Online retail, and the commodification of retailing it entails, is eating into the profit margins of Myer and hundreds of retailers like it. While some, like Ruslan Kogan, welcome this commodification, having found a way to remain profitable despite or even because of it, legacy retailers face an existential threat.

Ben Le Brun, a market analyst at optionsXpress, said in a statement many shareholders should be wary about the formerly blue-chip stock.

“Many analysts point to the historic value in Myer’s share price – it trades a tick under nine times forward earnings – and its dividend yield as a reason for buying the stock,” he said in a statement. “But with sales continuing to slide are these numbers viable in the future?”

Steven Ogdan-Barnes, a retail industry fellow at the Deakin Graduate School of Business, told LeadingCompany yesterday there were no easy answers to the shift in how consumers looked at retailing, which is a big part of Myer’s difficulties.

Ogdan-Barnes said many categories that had previously avoided been considered commodities, like footwear and clothing, are increasingly being judged using a simple price calculus.

Myer CEO Bernie Brooks told SmartCompany this morning that the company is still improving its online offering, in a bid to regain some of the business it is losing to online rivals.

“Online has arrived at a faster pace than I think anyone in Australia realised,” he acknowledged.

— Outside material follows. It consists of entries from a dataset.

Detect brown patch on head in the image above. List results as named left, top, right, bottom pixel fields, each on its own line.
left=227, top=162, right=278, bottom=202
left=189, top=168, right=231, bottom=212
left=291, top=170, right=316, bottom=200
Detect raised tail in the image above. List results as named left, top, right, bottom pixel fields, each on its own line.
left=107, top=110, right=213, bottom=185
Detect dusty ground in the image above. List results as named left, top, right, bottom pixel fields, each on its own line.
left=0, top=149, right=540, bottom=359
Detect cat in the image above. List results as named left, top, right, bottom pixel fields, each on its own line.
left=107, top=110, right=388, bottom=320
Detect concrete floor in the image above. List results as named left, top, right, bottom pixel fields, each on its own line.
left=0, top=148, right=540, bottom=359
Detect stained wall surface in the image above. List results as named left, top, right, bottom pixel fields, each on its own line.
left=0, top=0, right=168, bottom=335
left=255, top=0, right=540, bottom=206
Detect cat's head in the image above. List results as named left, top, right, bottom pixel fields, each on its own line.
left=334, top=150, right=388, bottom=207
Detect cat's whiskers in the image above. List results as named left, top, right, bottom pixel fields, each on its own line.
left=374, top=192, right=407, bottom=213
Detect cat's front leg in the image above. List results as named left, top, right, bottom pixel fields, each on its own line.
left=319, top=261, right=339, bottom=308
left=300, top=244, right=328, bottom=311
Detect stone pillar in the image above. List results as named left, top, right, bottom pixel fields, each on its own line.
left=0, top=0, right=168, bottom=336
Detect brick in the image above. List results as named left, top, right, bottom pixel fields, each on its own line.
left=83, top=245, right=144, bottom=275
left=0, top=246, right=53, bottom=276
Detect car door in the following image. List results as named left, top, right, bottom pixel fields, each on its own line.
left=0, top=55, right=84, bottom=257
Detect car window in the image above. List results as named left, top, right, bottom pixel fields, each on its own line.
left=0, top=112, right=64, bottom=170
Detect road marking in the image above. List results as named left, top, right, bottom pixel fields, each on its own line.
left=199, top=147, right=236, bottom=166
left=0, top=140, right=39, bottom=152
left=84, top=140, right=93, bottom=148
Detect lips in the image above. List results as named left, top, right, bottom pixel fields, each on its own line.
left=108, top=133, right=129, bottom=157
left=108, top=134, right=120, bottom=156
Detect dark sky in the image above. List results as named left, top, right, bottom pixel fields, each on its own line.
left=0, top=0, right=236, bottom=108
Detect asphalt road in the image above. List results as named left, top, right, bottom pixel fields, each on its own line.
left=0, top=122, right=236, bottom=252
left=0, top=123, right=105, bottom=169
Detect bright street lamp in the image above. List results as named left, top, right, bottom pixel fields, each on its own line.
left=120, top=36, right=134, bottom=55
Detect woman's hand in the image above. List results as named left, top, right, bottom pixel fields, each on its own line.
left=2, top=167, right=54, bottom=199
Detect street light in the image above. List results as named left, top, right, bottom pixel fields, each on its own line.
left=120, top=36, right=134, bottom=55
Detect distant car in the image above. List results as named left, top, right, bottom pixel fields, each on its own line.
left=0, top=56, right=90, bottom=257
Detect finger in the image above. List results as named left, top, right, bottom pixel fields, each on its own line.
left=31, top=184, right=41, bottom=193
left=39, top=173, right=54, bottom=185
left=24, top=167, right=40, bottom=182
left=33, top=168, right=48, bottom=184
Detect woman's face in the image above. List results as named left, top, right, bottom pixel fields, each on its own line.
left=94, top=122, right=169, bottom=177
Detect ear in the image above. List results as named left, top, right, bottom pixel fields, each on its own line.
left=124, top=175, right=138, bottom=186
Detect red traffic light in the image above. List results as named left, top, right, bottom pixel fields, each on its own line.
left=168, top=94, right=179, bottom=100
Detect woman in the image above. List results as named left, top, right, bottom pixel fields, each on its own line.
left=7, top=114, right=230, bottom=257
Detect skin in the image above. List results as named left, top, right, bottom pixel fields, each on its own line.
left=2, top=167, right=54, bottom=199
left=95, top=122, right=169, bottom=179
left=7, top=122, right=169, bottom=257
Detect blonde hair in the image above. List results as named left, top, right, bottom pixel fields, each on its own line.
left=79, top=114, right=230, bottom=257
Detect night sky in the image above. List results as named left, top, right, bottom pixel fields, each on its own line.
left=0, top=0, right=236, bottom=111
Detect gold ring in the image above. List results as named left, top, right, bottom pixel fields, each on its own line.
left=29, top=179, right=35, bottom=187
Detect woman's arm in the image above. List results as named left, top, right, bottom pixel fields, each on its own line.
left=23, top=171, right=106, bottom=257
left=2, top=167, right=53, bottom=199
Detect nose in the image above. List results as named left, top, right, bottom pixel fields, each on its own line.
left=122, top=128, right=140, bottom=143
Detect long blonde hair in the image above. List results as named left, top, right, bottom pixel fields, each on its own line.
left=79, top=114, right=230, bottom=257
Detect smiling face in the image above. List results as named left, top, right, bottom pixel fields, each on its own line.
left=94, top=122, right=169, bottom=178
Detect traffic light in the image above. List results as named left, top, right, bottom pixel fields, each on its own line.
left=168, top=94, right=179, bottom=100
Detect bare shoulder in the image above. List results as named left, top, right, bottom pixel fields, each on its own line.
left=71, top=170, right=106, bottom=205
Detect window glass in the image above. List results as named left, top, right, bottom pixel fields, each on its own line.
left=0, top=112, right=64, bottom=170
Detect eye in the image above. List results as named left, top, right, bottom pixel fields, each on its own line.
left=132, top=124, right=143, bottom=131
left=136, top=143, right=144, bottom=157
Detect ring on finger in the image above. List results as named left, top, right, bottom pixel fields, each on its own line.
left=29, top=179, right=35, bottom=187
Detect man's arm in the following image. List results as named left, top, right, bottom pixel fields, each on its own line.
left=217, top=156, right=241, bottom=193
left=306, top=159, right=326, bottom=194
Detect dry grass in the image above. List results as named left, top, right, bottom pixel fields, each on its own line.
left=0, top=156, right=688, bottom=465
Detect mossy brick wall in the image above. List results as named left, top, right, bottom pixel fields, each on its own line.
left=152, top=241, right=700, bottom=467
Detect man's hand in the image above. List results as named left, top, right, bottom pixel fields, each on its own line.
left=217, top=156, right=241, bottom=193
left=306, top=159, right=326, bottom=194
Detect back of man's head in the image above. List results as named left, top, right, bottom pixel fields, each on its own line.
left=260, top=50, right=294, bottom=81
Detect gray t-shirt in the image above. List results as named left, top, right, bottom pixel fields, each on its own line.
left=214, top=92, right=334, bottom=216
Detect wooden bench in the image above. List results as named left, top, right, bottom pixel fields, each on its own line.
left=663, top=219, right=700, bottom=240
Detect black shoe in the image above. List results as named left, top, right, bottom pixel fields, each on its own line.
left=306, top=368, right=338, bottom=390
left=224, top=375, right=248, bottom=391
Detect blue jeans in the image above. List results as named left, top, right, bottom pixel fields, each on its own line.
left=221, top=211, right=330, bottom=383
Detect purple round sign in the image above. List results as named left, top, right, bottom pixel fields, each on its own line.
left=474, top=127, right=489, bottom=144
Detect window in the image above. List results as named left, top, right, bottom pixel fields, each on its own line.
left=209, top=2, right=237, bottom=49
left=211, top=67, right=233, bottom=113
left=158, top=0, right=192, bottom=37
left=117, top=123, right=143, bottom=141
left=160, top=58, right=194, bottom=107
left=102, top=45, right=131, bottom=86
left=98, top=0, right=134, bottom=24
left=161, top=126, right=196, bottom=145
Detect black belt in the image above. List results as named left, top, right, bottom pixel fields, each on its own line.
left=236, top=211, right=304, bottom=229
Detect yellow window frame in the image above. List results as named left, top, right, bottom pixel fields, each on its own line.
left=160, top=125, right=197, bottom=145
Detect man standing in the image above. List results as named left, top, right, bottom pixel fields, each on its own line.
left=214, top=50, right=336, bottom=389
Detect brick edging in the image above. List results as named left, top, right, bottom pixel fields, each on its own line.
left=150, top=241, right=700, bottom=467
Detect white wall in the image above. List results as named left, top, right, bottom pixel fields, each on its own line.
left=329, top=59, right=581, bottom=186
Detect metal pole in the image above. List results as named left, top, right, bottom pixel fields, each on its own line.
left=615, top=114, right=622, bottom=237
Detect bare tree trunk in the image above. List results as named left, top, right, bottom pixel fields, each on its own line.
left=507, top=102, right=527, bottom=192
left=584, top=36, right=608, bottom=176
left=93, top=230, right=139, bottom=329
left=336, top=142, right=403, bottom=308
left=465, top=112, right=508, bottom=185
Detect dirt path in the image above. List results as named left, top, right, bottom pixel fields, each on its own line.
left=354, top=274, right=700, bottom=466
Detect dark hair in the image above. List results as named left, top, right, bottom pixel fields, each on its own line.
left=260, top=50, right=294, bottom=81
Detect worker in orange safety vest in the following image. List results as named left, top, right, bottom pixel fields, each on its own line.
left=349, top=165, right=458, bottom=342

And it’s only going to get worse.

“I don’t think bricks and mortar retailing has yet felt the full force of the commodification of retail, or necessarily has a particularly robust or comprehensive response to it,” Ogdan-Barnes said.

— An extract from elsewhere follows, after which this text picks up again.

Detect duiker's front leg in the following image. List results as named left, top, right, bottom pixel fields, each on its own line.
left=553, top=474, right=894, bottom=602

The challenge is a new one for marketers, as they are now being asked to convince customers to pay more for a product.

“That’s a very different marketing question to the one they’re used to,” Ogdan-Barnes said. “It’s one which when asked usually results in a long silence.”

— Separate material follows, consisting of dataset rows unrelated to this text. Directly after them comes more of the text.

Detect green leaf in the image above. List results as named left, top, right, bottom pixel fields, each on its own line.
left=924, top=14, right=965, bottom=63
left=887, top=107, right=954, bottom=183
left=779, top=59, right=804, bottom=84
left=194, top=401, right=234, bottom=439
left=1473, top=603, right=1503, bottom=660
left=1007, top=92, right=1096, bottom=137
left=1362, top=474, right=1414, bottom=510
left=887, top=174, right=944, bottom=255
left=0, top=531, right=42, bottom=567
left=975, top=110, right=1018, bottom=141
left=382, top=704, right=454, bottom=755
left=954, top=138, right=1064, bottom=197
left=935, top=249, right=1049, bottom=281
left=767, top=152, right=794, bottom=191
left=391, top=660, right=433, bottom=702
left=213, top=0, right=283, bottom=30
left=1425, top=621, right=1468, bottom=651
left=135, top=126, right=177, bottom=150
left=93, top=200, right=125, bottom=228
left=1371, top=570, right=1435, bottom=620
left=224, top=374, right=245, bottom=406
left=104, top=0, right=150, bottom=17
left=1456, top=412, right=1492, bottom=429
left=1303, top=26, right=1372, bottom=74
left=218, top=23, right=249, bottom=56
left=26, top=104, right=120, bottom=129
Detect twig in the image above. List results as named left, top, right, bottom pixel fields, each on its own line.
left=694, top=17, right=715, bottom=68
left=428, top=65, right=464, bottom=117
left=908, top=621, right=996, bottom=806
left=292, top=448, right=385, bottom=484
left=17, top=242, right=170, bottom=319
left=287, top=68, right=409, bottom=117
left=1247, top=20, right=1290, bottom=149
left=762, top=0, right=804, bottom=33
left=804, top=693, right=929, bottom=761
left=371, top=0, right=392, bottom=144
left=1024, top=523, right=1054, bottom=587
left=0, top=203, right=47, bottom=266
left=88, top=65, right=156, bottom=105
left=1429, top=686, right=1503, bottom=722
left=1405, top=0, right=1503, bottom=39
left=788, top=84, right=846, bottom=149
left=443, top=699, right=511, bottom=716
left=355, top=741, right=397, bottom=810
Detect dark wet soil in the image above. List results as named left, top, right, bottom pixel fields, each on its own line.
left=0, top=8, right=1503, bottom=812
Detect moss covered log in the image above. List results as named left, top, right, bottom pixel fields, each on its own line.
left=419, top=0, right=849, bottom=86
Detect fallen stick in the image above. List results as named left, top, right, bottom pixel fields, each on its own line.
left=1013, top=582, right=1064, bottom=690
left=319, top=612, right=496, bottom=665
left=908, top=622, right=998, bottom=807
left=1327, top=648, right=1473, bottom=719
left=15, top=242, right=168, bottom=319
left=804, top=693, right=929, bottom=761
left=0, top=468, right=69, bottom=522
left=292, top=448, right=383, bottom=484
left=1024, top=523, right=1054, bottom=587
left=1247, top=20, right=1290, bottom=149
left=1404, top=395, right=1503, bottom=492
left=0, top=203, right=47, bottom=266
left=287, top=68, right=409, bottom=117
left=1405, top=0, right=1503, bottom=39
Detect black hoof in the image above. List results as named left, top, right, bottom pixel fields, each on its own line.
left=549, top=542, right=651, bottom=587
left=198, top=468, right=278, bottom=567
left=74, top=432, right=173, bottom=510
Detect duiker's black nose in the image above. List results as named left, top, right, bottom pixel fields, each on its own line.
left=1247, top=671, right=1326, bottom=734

“It’s not a question anyone really wants to answer, because it involves either a major reorganisation of retail, or a major reinvestment elsewhere.”

One solution has seen retailers move from selling products to selling experiences.

“If you’re going for service-based or experience-based retail, that comes at a cost of the old game, and isn’t right for every retailer. And even those retailers would ultimately be at the mercy of the online game.”

Though the lower sales were largely in line with market expectations, Myer has a difficult road ahead of it.